Thursday, November 3, 2011

Where are you Zeppie?


A few weeks back, I posted about watching my grandsons while my daughter and  son-in-law went on a second honeyomoon. On the second night of babysitting duty, after playing Judge Judy and designating who was going to play what on the large flat screen, I left the 17 year old down in the living room while his brothers and I called it a night.
I awoke to hear him yelling. Who was he speaking to? I found him in front of the T.V. carrying on a conversation.

"Who are talking to?" I asked, curious since it was only the two of us in the room.

"Dominic," he replied, his attention on the screen.

"Okay...," I replied, wondering if I should bother the parents to inform them their eldest was speaking to the television.

"Dominic, said hello," my grandson informed me.

"He can see me through the T.V?" I asked, and waved to the set.

"Oh my God," he replied, laughing his head off as he informed Dominic that I was waving to the T.V. set, and then turned around to show me the head set he was wearing, and after he explained how he was simutaneously playing this game with several of his friends, I made my way back to bed, my geek level at a new low.

The next day, the two younger boys were showing me a game called the legend of Zelda, the twilight princess.

"Who kidnapped her? Does Link get to marry her when he saves her? Can you talk to your friends on the T.V. when you're playing this game?" I asked a lot of questions, but their stunned expressions confirmed that I was game challenged, so I left the room and went to make myself a cup of tea.

This brings me to Zeppie, my webkin puppy. A few years ago, the youngest grandson asked me to buy myself a webkin so I would be able to send his webkin, e-mails and gifts. I did what any grandmother would do for a grandchild, and bought myself a webkin. What he failed to tell me was I had to take care of this puppy on line. Not only was I forced to buy furniture and sign Zeppie up for after school projects, but I had to do farming to feed this puppy. If I failed to keep the puppy well fed and entertained, I was called into the Doctor's office. It's really embarrassing to have a cartoon doctor tell you that your cartoon puppy is sick.

I found myself stressing out when days would pass, and because I was busy in real life, my imaginary plants would begin to die and I would have to rake and water and nurse the farm back to health.
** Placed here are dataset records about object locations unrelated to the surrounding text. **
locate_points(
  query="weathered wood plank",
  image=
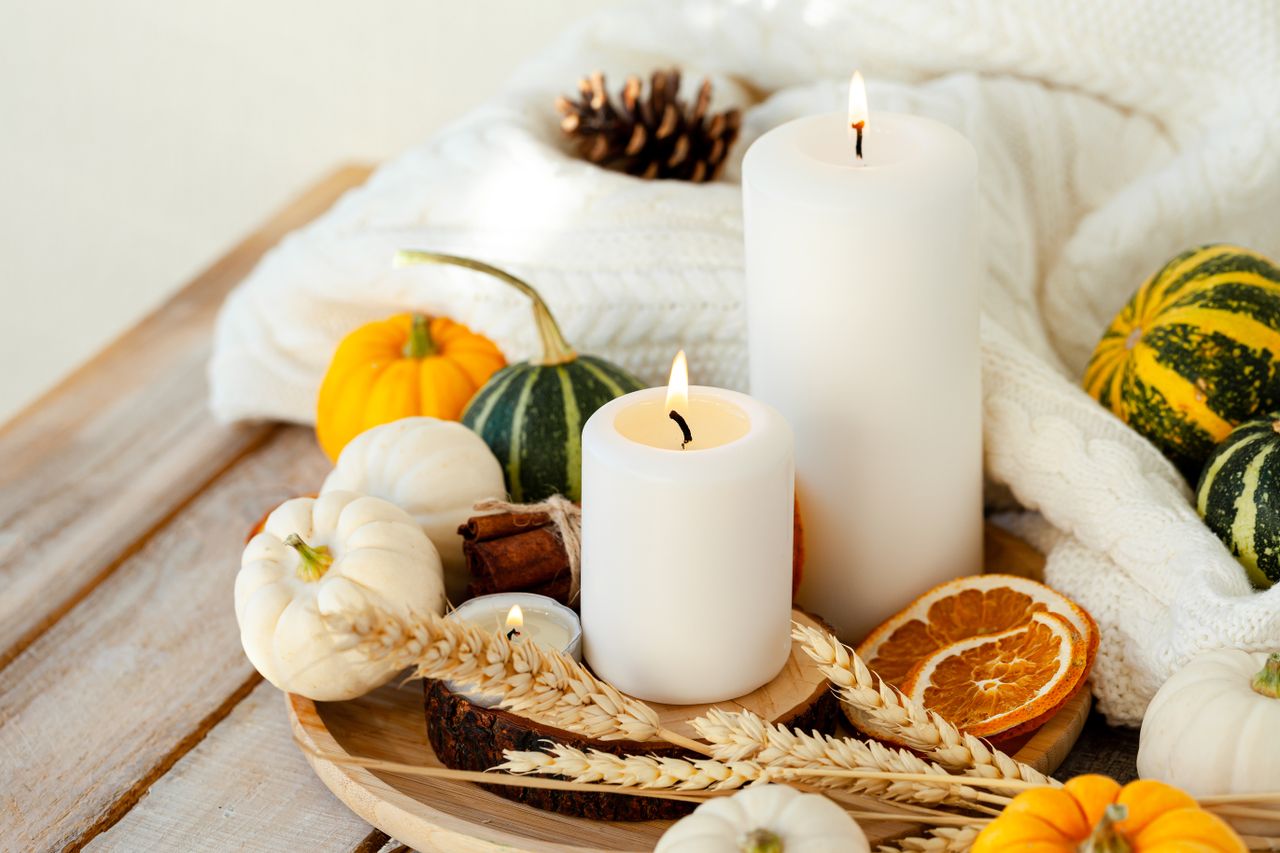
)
(108, 456)
(113, 694)
(246, 785)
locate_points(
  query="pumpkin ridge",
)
(1189, 268)
(1244, 524)
(1176, 393)
(513, 451)
(1210, 479)
(489, 396)
(1225, 323)
(572, 425)
(592, 365)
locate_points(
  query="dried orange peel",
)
(996, 655)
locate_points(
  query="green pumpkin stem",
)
(1106, 838)
(1267, 682)
(760, 840)
(420, 343)
(315, 561)
(556, 349)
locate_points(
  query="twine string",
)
(566, 520)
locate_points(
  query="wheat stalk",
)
(529, 679)
(942, 839)
(892, 715)
(744, 735)
(632, 771)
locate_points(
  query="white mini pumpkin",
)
(766, 819)
(339, 552)
(435, 470)
(1212, 726)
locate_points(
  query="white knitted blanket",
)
(1110, 136)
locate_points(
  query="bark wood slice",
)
(460, 817)
(466, 737)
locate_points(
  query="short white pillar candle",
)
(524, 617)
(686, 547)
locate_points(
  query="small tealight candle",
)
(522, 617)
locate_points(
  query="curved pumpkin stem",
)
(1106, 838)
(556, 349)
(760, 840)
(1267, 682)
(420, 343)
(315, 561)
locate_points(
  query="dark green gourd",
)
(1239, 497)
(531, 413)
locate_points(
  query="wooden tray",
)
(460, 817)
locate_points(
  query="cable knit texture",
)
(1110, 137)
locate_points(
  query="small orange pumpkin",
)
(402, 366)
(1096, 813)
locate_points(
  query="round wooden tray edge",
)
(387, 808)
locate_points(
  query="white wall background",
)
(138, 138)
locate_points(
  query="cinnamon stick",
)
(516, 552)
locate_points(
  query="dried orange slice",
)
(951, 619)
(959, 610)
(1002, 683)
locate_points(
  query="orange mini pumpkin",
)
(1144, 816)
(402, 366)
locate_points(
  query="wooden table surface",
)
(129, 717)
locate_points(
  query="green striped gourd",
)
(1239, 497)
(531, 413)
(1194, 352)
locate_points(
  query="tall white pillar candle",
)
(686, 552)
(863, 329)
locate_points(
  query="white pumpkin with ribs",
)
(338, 553)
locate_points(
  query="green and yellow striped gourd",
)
(1239, 497)
(1194, 352)
(531, 413)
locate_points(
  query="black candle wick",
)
(684, 428)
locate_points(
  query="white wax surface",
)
(712, 422)
(686, 555)
(863, 331)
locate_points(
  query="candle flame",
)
(858, 113)
(677, 386)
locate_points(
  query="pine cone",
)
(657, 136)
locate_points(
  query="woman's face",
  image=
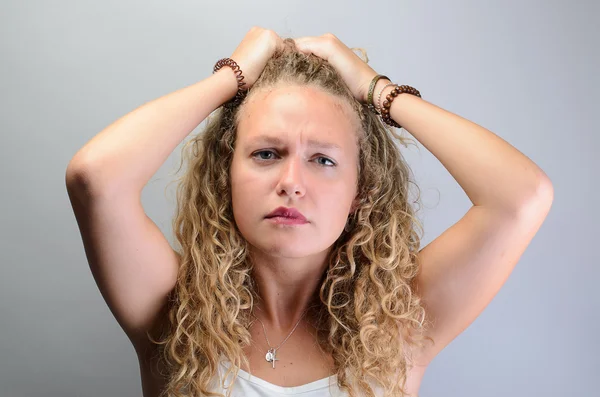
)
(295, 147)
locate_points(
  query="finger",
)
(314, 45)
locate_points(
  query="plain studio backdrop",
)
(526, 70)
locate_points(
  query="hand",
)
(253, 53)
(354, 71)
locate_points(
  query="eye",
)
(332, 164)
(263, 151)
(325, 158)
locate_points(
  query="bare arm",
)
(133, 264)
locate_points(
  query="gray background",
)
(526, 70)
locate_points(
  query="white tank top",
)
(247, 385)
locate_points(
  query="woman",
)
(299, 269)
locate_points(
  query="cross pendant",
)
(270, 357)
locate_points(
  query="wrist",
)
(228, 78)
(378, 99)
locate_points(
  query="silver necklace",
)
(271, 353)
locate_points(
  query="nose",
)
(291, 180)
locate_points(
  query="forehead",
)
(298, 113)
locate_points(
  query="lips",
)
(285, 212)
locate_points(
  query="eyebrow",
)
(272, 140)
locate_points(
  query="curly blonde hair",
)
(366, 302)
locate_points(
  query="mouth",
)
(289, 215)
(283, 220)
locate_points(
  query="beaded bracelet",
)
(241, 92)
(384, 112)
(389, 98)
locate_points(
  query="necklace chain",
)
(271, 355)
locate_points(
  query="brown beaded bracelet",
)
(389, 98)
(241, 92)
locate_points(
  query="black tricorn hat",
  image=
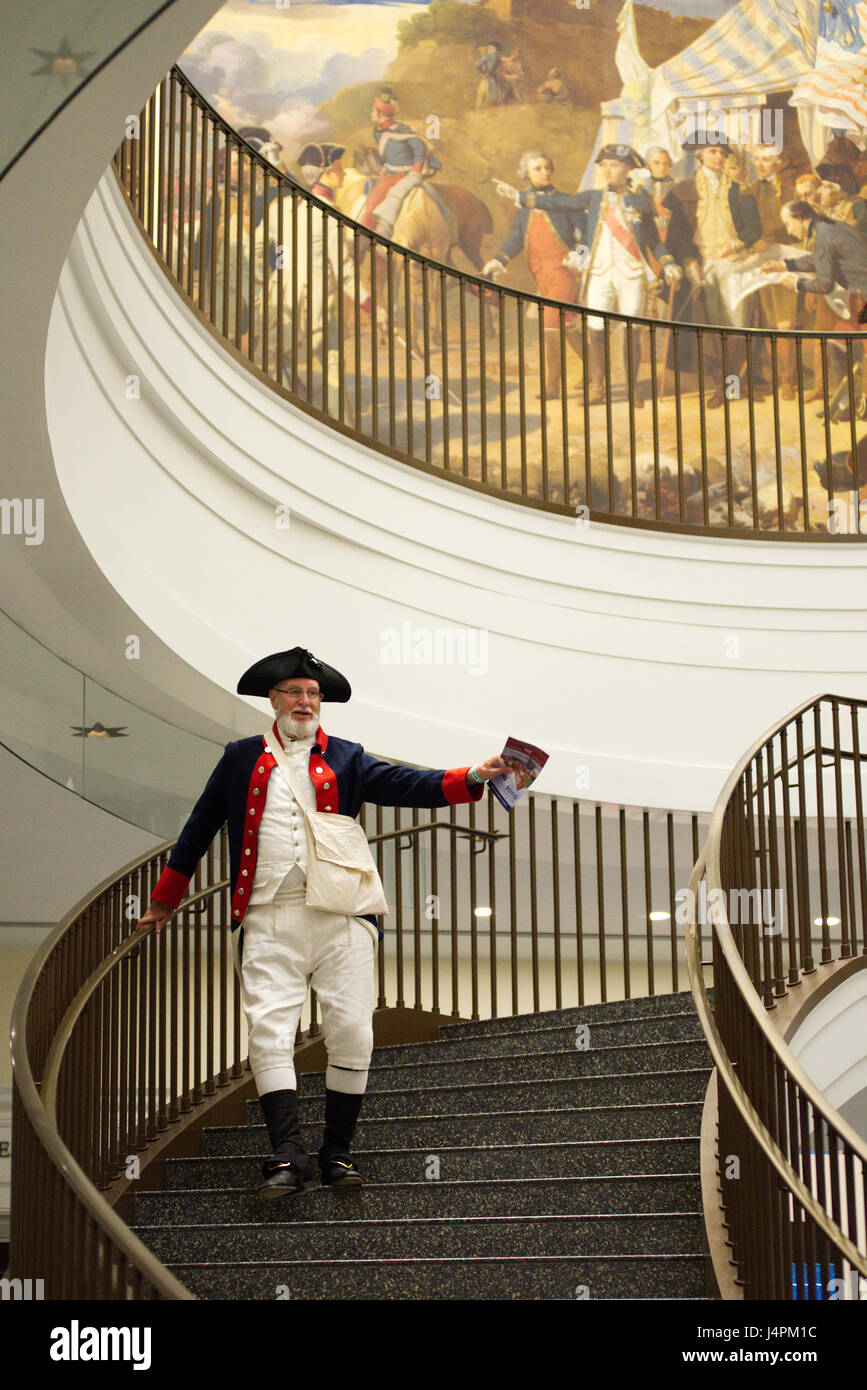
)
(621, 152)
(702, 141)
(263, 676)
(256, 135)
(321, 156)
(841, 174)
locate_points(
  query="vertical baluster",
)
(521, 396)
(820, 831)
(648, 900)
(624, 905)
(556, 904)
(534, 901)
(492, 905)
(671, 904)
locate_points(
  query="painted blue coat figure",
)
(623, 255)
(343, 777)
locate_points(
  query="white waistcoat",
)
(282, 831)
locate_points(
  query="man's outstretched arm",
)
(385, 784)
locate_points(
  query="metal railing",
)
(120, 1036)
(787, 841)
(657, 424)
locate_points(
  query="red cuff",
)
(456, 790)
(171, 887)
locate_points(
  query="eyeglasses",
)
(296, 694)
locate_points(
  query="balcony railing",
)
(623, 420)
(121, 1039)
(784, 863)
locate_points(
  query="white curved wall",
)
(607, 645)
(831, 1045)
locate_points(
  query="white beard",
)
(292, 729)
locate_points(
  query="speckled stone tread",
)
(481, 1278)
(541, 1093)
(581, 1122)
(670, 1233)
(502, 1161)
(681, 1002)
(566, 1062)
(478, 1197)
(655, 1029)
(405, 1165)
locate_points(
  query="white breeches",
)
(616, 292)
(286, 948)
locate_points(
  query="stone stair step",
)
(428, 1237)
(645, 1005)
(541, 1093)
(496, 1197)
(517, 1066)
(559, 1037)
(402, 1165)
(507, 1126)
(484, 1278)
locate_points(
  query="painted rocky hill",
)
(435, 77)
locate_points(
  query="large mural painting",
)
(670, 161)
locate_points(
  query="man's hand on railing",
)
(381, 312)
(157, 915)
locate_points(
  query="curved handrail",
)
(217, 213)
(759, 1075)
(742, 1101)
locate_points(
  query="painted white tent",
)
(756, 49)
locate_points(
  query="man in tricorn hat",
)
(286, 947)
(406, 163)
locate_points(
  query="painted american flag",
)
(837, 85)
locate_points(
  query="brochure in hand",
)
(524, 762)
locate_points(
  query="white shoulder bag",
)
(341, 872)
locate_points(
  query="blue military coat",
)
(564, 218)
(589, 207)
(343, 777)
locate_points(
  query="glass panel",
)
(141, 767)
(49, 53)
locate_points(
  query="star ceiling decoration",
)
(61, 63)
(99, 731)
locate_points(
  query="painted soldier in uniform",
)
(777, 305)
(548, 236)
(834, 255)
(625, 255)
(405, 157)
(492, 88)
(721, 221)
(838, 196)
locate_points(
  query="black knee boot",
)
(281, 1115)
(341, 1116)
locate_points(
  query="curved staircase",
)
(549, 1155)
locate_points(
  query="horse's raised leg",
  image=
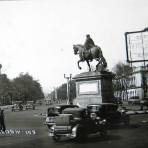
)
(99, 62)
(79, 65)
(88, 65)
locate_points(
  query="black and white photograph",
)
(73, 73)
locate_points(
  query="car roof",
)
(103, 104)
(62, 105)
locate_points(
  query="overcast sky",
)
(37, 36)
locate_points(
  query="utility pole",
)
(0, 68)
(68, 88)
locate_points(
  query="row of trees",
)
(22, 88)
(62, 91)
(121, 71)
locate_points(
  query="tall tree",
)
(5, 90)
(25, 88)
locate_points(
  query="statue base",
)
(93, 88)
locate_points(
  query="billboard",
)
(137, 46)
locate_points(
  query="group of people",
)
(2, 121)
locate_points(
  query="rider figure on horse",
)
(89, 43)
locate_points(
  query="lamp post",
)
(0, 68)
(68, 88)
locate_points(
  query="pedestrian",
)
(2, 121)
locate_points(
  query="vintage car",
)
(110, 112)
(75, 123)
(54, 111)
(17, 106)
(30, 105)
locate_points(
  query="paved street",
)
(26, 130)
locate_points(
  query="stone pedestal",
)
(93, 88)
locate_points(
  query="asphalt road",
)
(26, 129)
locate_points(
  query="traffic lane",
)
(134, 136)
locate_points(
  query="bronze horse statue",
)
(94, 53)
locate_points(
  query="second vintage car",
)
(76, 123)
(54, 111)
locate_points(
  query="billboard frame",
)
(127, 51)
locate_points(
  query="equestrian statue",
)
(88, 52)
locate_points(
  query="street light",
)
(0, 68)
(68, 88)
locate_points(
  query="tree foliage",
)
(62, 91)
(22, 88)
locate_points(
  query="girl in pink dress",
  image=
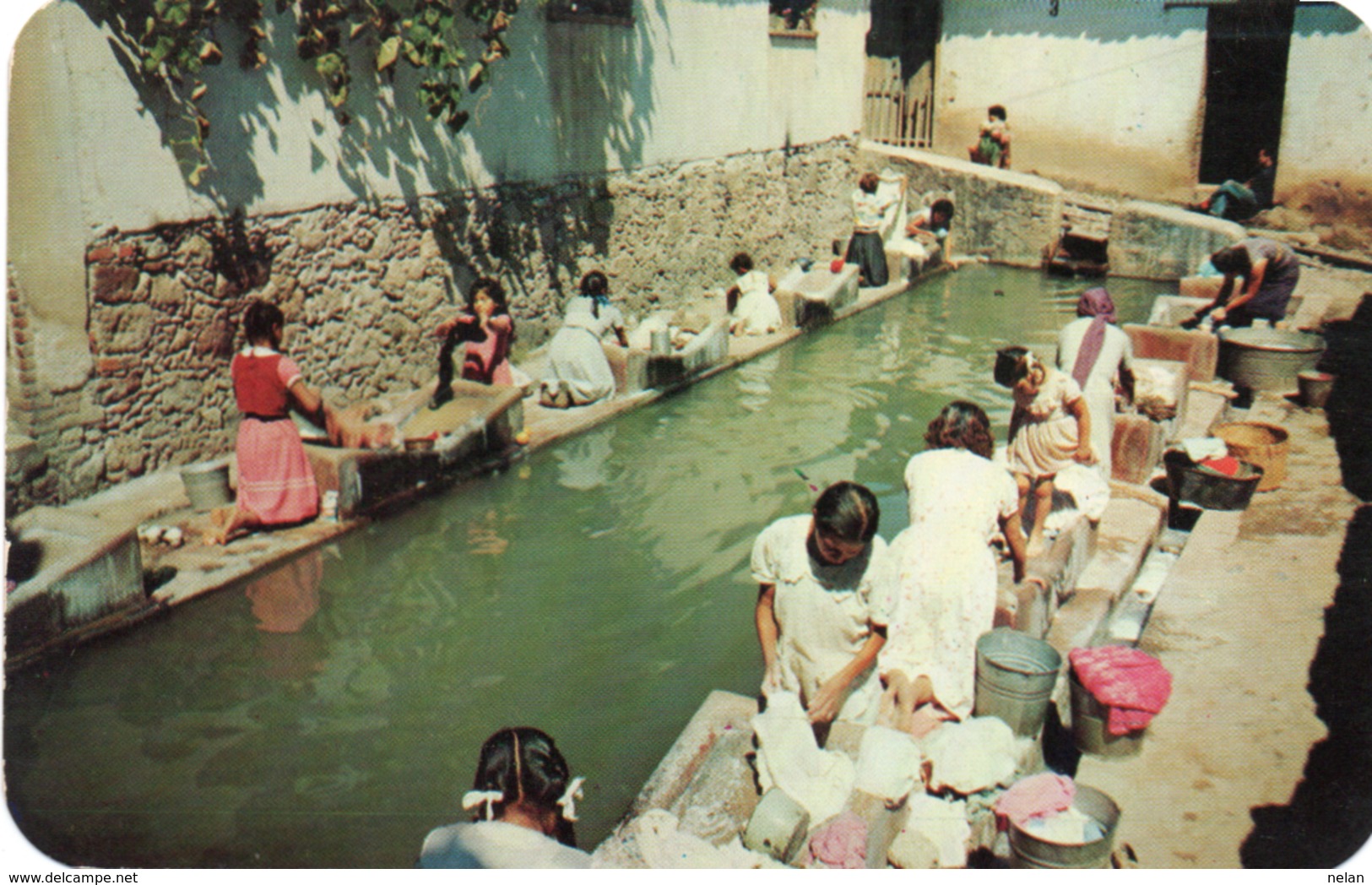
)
(486, 331)
(276, 482)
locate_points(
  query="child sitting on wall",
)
(992, 147)
(486, 331)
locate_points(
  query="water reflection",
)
(283, 601)
(583, 461)
(599, 592)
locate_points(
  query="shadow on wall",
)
(1330, 814)
(572, 99)
(599, 84)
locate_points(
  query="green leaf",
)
(388, 54)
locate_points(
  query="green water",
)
(328, 715)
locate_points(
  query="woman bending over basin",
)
(818, 625)
(578, 369)
(946, 581)
(1049, 430)
(486, 331)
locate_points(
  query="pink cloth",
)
(1131, 683)
(1093, 302)
(841, 844)
(1038, 796)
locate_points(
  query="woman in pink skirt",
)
(276, 483)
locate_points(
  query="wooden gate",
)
(895, 110)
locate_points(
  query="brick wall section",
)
(364, 283)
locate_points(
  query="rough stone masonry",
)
(362, 285)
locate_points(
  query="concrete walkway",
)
(160, 498)
(1236, 623)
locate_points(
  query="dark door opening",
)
(899, 90)
(1246, 61)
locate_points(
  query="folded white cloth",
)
(1201, 448)
(940, 823)
(789, 757)
(970, 757)
(888, 764)
(664, 847)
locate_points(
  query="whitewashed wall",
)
(1102, 92)
(1110, 92)
(691, 80)
(1327, 114)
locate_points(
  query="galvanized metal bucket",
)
(1028, 851)
(208, 485)
(1016, 676)
(1088, 726)
(1268, 358)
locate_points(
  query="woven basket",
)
(1264, 445)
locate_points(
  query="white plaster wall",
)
(691, 79)
(1327, 114)
(1113, 110)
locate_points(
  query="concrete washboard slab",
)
(88, 568)
(1009, 214)
(1198, 350)
(637, 368)
(479, 421)
(816, 296)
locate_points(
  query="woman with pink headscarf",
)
(1095, 353)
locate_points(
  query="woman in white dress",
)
(1097, 351)
(523, 807)
(1049, 430)
(946, 579)
(578, 369)
(816, 619)
(752, 307)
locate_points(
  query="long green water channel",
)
(329, 714)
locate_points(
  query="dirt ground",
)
(1250, 763)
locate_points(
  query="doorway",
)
(1246, 62)
(899, 87)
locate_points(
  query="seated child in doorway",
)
(992, 147)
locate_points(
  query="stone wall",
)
(1006, 214)
(364, 283)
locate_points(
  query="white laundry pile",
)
(663, 845)
(888, 764)
(1156, 391)
(1090, 494)
(1068, 828)
(972, 757)
(789, 757)
(932, 823)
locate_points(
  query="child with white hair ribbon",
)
(523, 803)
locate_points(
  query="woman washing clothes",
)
(523, 807)
(867, 247)
(1097, 351)
(486, 331)
(276, 482)
(946, 578)
(751, 305)
(578, 369)
(818, 625)
(1049, 430)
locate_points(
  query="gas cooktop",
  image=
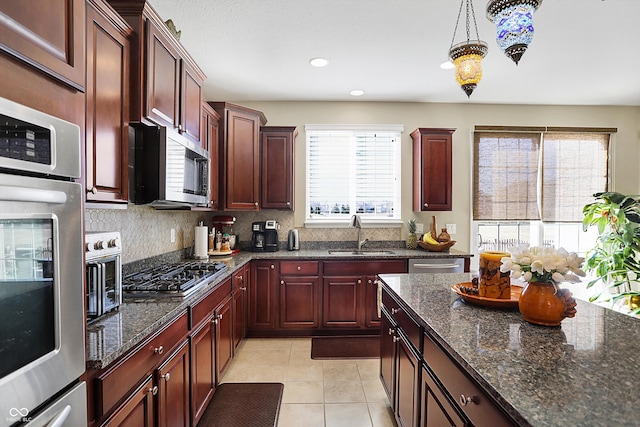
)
(180, 279)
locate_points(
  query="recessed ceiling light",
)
(447, 65)
(318, 62)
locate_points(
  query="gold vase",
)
(542, 303)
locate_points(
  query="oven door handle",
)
(12, 193)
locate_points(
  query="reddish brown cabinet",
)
(239, 144)
(107, 104)
(48, 35)
(349, 294)
(173, 383)
(263, 295)
(277, 169)
(299, 294)
(432, 169)
(167, 83)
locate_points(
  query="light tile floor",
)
(322, 393)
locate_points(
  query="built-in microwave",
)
(166, 169)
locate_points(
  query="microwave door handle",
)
(11, 193)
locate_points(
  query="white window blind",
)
(353, 170)
(546, 176)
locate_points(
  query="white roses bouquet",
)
(543, 264)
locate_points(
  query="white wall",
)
(463, 117)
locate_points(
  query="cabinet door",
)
(432, 169)
(436, 410)
(163, 78)
(107, 107)
(240, 306)
(407, 382)
(299, 302)
(388, 356)
(371, 319)
(173, 394)
(138, 410)
(191, 102)
(47, 35)
(203, 375)
(341, 302)
(242, 189)
(224, 337)
(263, 292)
(277, 170)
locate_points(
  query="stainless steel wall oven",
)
(42, 351)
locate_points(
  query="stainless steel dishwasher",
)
(436, 265)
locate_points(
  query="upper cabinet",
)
(239, 156)
(48, 35)
(277, 169)
(107, 104)
(432, 169)
(167, 83)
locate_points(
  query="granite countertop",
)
(580, 373)
(115, 333)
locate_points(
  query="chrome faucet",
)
(357, 223)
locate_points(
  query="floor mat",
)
(244, 405)
(355, 347)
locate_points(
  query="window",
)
(353, 170)
(530, 185)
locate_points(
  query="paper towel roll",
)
(201, 245)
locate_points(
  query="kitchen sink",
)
(369, 252)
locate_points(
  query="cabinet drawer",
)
(203, 308)
(300, 268)
(116, 382)
(411, 329)
(475, 404)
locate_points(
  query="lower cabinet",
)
(173, 383)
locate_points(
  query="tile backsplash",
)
(146, 231)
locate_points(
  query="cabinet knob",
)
(465, 400)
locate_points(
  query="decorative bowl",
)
(443, 246)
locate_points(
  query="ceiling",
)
(258, 50)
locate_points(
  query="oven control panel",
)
(101, 244)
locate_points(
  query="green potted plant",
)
(615, 259)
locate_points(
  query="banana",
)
(428, 238)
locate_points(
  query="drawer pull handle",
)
(465, 400)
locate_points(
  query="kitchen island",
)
(580, 374)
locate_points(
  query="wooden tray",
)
(489, 302)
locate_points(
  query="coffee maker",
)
(265, 236)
On top of this stress, my oldest granddaughter who was in college at the time, asked my to join her vampire group on facebook.

I had to fight zombies, werewolves, and other vampires to move up the ranks, and would send out requests to my facebook friends to please allow me to bite their neck to enable me to gain more points, but only a few agreed. Between trying to find the time to care for both my online dependents, I even considered using the vampires to to do the farming for my webkin site.

Busy with work, I went on my sites less and less, until one day, I could no longer pull up my webkin puppy, and God only knows where my level six vampire went to.

So for my facebook friends, please don't take it personal when I don't help you with farmville. I'm having major guilt trips as it is, and all I can hope for is that Zeppie is happy in Webkin heaven, and that my vampire got a bit part on True Blood and is doing well.